5. Parameter-free Preference Routing and Hierarchical Assembly: Connecting "Locate-Refine-Realize" in a single forward pass. The preference routing layer contains no parameters and selects the \(N\) experts nearest to \(\lambda_{usr}\) via Euclidean distance. Inference follows three steps: ① Preference routing expresses \(\lambda_{usr}\) as a convex combination of neighboring expert preferences \(\lambda_{usr}=\sum_{i\in\Lambda_{selected}} w_i^{(1)}\lambda_i\); ② Routing experts produce logits based on input \(x\), aggregated with \(w^{(1)}\) to get LoRA weights \(w^{(2)}=\sum_i w_i^{(1)}\vec\eta_{\lambda_i}(x)\); ③ The final output is \(O(x)=W_{pre}x+\sum_j w_j^{(2)} B_j A_j x\).

Key Experimental Results¶

Main Results¶

Scale: 6 NLP tasks, 16 objectives (Helpful, Harmless, Humor, Correctness, Coherence, etc.), 200 different preferences, 15 recent baselines; covering bi-objective, tri-objective, and multi-objective scenarios.
Datasets: include Helpful Assistant, Math, Reddit Summary, Beaver Tail, HelpSteer, etc.
Metrics: Pareto fronts plotted using scores from open-source reward models, supplemented by GPT-4 win rates.

Scenario	Key Results
Bi-objective (7 setups)	HoE approaches the theoretical upper bound of MORLHF; fully dominates RS and MOD; outperforms RiC in 5 out of 7 cases.
Tri-objective (Helpful/Harmless/Humor)	Dominates RS and MOD on the Pareto front; outperforms RiC across most weights.
Strict Generalization (Llama3.1-8B)	Ranks 1st in 11 out of 14 evaluation setups; only slightly surpassed by PAD in the remaining 3.
Multi-objective (5 labels)	Highest average score; outperforms MOD/RS/RiC across all objectives.
Method Attributes	1 model stored, 1 inference pass, 0 models trained, Pareto controllable—lowest comprehensive overhead.

Ablation Study¶

Ablation	Configuration	Conclusion
Expert Composition	2 LoRA + 1 Router	Minor local improvement due to parameter limits.
	3 LoRA	Expands front significantly near preferences but degrades rapidly elsewhere.
	3 LoRA + 1 Router	Nearly complete front; strong synergy between routing experts and LoRA.
LoRA Rank	rank=256	Math tasks are more sensitive to rank; 256 balances performance and efficiency.
Scalarization	Linear vs Tchebycheff	Linear scalarization is unstable; Tchebycheff (OMD) ensures stability and full coverage.

Key Findings¶

LoRA experts provide the primary gain but with diminishing returns, while routing experts provide complementary gains with far fewer parameters.
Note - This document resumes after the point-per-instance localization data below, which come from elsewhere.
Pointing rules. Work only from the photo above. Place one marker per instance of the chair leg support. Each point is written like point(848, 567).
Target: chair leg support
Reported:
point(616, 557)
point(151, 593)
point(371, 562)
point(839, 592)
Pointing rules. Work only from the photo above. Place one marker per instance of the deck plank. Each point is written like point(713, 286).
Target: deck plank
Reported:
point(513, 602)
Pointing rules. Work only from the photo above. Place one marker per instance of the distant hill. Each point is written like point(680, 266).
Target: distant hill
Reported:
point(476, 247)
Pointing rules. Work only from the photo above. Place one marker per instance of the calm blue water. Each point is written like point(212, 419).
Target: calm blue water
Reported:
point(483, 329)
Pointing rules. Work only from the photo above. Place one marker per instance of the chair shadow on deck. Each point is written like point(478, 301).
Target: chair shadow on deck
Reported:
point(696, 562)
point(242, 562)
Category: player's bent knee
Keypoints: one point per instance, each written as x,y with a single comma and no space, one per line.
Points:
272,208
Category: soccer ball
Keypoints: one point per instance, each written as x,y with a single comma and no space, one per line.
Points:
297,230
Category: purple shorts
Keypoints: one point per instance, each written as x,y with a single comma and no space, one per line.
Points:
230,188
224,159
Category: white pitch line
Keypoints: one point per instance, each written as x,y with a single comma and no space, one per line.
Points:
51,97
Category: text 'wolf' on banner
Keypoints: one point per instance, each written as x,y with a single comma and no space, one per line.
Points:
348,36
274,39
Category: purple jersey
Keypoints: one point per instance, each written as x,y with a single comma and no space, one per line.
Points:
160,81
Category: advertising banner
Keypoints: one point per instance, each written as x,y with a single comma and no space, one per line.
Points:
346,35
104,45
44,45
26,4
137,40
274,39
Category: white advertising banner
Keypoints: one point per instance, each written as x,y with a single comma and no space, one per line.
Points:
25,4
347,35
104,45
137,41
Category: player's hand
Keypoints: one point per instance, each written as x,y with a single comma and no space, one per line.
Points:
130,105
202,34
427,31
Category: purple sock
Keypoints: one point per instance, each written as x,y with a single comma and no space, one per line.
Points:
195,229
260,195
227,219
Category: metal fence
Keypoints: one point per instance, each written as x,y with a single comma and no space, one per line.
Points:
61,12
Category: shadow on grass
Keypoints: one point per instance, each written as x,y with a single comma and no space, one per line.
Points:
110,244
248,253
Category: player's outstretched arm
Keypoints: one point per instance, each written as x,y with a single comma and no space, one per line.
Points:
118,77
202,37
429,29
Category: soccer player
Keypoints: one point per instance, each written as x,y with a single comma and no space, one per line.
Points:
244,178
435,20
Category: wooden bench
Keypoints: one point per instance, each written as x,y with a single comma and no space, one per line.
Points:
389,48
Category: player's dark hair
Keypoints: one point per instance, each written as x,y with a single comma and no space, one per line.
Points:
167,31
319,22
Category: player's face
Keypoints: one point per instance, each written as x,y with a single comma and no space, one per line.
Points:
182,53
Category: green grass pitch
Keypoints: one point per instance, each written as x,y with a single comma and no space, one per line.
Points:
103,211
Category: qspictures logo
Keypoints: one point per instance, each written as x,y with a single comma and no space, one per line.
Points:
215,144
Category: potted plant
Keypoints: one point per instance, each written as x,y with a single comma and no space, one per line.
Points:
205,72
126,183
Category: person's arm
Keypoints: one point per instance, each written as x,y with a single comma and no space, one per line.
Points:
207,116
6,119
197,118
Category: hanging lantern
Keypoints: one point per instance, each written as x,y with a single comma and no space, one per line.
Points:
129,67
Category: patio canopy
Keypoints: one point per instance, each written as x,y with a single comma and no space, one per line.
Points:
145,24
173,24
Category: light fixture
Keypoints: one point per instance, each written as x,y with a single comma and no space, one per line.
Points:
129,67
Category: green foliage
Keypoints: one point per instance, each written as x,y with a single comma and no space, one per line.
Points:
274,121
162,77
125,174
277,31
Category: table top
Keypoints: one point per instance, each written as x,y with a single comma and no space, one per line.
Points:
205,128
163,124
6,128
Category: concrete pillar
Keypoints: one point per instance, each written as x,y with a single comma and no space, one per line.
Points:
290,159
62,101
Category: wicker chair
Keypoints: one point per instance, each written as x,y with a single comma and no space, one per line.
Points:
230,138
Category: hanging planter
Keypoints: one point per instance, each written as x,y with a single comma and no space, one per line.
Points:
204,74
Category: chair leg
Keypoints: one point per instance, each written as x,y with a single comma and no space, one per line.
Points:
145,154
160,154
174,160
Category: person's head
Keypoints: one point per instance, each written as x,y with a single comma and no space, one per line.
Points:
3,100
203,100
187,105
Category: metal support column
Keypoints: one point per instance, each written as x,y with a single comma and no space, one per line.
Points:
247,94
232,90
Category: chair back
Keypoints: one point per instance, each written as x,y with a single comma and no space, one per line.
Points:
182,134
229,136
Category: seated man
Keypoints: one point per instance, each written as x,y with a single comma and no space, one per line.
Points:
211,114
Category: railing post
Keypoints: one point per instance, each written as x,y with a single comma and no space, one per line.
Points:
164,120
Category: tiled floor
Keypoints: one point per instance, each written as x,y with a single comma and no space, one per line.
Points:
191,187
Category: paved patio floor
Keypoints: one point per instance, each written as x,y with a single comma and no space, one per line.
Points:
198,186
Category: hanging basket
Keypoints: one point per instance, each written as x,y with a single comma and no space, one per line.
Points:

The synergy between the two is key to balancing performance and efficiency.
Token-level switching: Case studies show that under mixed preferences, early tokens are dominated by the "Helpful" expert while later tokens activate "Harmless/Humor" experts more to resolve adversarial prompts. This token-level interpretability is unique to HoE.

Highlights & Insights¶

"Decompose then Assemble" transforms the controllability bottleneck into an expert routing problem: Instead of forcing one model to cover the entire front, each expert handles its local optimum, and hierarchical routing stitches them together.
Nearly training-free: Single-objective experts are extracted from existing models via task-SVD, and multi-objective experts are synthesized via merging. Only the minimal routing layers require training, drastically reducing costs compared to MORLHF or MODPO.
Three-layer abstraction: Preference Routing (localization) → Routing Experts (refinement) → LoRA Experts (realization). New objectives can be added by extending preference vectors without retraining existing experts.
The choice of Tchebycheff + OMD is theoretically grounded: It addresses the failure of linear scalarization in non-convex front regions with an \(O(\log N/T)\) convergence guarantee.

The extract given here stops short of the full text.